Restlyn took a deep breath. She looked at Ashlyn,
then over at Skye before closing her eyes. The stane began to glow in her hand.
In a split-second, faster than Ashlyn had ever seen
anyone
shift
before, Restlyn was
changing into a wolf, her blue dress ripping to expose coarse, silvery fur, her
beautiful face morphing into a long muzzle with razor sharp teeth.
There was a collective gasp from the people of
Toryn, and some of them drew back in fear.
Wolf-Restlyn looked up at Ashlyn, and there was
unmistakable sorrow in her yellow eyes. She knew what this admission had cost
Ashlyn.
“You’ve seen it now,” Ashlyn said loudly, and her
voice cracked. She cleared her throat. “She is Li. I have shown the documents
proving that she is Elder Heir, and she has now quieted all lingering doubts
that she may not share Li blood.” Ashlyn shrugged out of the kimono and walked
to the wolf, laying it gently over Restlyn’s furry shoulders, and straightened
up to face the people. “Restlyn Li will be Lady of Toryn.”
Restlyn changed back in the blink of an eye, her
hair hanging in her eyes as she crouched on the ground. After a long moment,
she pushed her arms through the sleeves of the kimono, concealing her nakedness
as she climbed to her feet.
Ashlyn turned to the Toryn man who had been
officiating. He stood there slack-jawed, completely dumbfounded by what he’d
seen. “You will proceed with the coronation, then?”
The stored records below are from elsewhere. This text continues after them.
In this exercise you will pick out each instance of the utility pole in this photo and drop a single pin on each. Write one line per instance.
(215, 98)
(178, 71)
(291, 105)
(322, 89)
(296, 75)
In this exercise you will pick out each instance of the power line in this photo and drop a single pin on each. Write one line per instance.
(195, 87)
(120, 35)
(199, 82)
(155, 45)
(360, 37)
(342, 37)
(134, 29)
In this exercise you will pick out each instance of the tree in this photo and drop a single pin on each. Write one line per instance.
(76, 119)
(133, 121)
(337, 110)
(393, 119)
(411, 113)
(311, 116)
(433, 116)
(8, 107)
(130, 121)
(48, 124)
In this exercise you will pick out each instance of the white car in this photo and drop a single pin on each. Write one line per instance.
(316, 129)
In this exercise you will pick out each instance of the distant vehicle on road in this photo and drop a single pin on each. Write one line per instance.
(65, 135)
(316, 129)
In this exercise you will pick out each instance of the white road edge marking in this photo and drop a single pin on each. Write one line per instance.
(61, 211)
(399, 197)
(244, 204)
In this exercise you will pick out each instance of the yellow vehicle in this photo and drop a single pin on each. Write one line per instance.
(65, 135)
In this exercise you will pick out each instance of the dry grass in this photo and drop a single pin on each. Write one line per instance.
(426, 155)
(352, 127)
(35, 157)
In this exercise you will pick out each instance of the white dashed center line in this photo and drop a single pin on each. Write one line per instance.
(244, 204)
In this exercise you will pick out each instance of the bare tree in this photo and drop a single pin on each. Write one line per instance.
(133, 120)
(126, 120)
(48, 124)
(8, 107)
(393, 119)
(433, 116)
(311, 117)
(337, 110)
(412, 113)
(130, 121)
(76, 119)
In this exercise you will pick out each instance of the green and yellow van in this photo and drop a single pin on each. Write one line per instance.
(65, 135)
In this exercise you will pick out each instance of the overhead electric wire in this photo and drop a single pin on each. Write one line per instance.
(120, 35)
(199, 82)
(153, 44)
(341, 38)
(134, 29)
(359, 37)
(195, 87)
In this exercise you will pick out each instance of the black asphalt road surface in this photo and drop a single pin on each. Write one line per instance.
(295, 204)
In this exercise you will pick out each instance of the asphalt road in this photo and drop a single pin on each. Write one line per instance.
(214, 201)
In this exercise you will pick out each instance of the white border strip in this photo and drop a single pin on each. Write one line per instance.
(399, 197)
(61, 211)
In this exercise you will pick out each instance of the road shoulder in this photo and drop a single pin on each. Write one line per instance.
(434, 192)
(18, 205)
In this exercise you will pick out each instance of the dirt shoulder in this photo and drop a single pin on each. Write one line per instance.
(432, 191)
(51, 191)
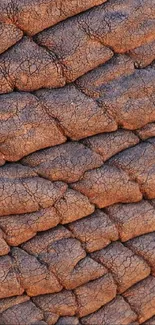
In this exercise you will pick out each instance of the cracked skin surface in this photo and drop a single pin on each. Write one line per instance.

He glanced at Ashlyn, and his expression changed
slightly. There was a leering gleam in his eyes. “I will,” he said, speaking
low enough so that only she could hear. “Drago forgive me if I’d allowed an
illegitimate to ascend.”
Skye put a hand on Ashlyn’s shoulder, turning her
towards him as he fixed the shorter man with a stare. “Would you care to repeat
that, sir?”
The Toryn man said nothing as he glared at the
swordsman. Restlyn cut in between them, one hand clutching her kimono shut, and
held out the
shift
stane. “I want it
destroyed,” she said. “It’s the last one. I want it gone- I want this magic
erased forever.”
Skye took it from her, and stepped off the platform.
He motioned to the Toryn people to step back.
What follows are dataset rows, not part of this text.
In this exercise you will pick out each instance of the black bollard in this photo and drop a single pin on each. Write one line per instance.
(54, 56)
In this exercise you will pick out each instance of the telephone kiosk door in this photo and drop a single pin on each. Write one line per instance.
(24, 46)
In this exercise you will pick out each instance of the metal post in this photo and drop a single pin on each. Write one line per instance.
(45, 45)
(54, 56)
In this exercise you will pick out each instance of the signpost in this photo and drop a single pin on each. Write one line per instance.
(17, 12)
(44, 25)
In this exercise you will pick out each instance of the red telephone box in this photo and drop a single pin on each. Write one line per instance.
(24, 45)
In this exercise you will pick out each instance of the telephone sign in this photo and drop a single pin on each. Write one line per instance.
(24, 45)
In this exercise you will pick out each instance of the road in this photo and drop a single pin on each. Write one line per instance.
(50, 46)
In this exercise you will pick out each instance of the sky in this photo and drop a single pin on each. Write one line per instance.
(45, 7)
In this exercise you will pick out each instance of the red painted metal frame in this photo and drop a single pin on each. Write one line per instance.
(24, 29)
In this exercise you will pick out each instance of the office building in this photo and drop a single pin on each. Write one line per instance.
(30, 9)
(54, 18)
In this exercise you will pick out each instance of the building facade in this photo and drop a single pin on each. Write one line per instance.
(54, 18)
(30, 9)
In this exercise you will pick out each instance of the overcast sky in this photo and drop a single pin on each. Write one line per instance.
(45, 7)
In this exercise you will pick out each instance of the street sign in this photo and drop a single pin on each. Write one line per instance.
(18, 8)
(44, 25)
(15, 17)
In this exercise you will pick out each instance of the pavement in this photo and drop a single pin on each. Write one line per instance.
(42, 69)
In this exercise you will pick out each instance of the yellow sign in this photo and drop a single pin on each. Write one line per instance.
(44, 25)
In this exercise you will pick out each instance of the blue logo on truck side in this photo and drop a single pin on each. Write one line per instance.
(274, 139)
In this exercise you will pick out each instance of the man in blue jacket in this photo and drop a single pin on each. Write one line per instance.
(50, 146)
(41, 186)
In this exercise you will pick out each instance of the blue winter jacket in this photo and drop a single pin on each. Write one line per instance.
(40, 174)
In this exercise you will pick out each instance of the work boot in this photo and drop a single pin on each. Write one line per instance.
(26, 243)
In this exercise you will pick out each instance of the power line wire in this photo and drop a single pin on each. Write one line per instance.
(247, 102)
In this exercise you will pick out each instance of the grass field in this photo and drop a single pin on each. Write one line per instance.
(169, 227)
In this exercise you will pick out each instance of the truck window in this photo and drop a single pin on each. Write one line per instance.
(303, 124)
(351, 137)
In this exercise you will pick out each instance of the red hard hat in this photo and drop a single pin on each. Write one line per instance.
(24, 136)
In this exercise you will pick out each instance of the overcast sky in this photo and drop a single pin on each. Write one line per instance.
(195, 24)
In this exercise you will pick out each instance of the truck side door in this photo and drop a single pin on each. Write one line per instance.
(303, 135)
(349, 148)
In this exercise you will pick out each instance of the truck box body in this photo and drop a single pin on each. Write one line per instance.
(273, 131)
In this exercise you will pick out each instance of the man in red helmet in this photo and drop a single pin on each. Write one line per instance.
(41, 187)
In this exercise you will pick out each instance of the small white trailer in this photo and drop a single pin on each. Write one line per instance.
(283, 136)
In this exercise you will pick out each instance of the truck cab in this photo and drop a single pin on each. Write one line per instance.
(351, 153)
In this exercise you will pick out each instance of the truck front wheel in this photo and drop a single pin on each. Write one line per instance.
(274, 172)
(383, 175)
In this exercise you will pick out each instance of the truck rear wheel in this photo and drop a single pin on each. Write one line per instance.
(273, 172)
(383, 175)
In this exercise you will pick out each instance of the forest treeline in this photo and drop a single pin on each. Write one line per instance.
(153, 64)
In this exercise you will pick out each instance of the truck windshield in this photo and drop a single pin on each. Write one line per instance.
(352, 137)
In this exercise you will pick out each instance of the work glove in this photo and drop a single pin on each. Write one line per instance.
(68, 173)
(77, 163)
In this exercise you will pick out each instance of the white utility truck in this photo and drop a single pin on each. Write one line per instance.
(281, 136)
Ashlyn picked up several pieces of the sliced obi
from the ground and approached Restlyn. “Here,” she said, knotting two pieces
together. “It won’t look great, but at least I can help you keep your kimono
shut.”
She kept her head down, silently swallowing her sobs
and remaining firmly focused on the sash as Skye struck the stane with the hilt
of his sword, crushing the gem with the force of his blow.
Chapter
Nine
Return
to Me
The early evening air was fresh and crisp, the chill
turning Ashlyn’s cheeks pink as she trudged up the hill towards Cosmea. Suki
followed placidly behind her, pausing occasionally to lip up a rare bit of
sparse yellowed grass from the otherwise barren landscape.
The sun was just beginning to sink behind the
horizon, changing the sky into a stunning flurry of color, pinks and golds and
deep reds that perfectly matched the surrounding mountains. Sunset in Cosmea
was unmatched anywhere else in Kresmir. Ashlyn paused to admire the view,
absently taking off her thick winter gloves and stuffing them into her pockets.
She was cold, and her feet were tired, but it felt good to be traveling,
unhurried and with no particular destination in mind.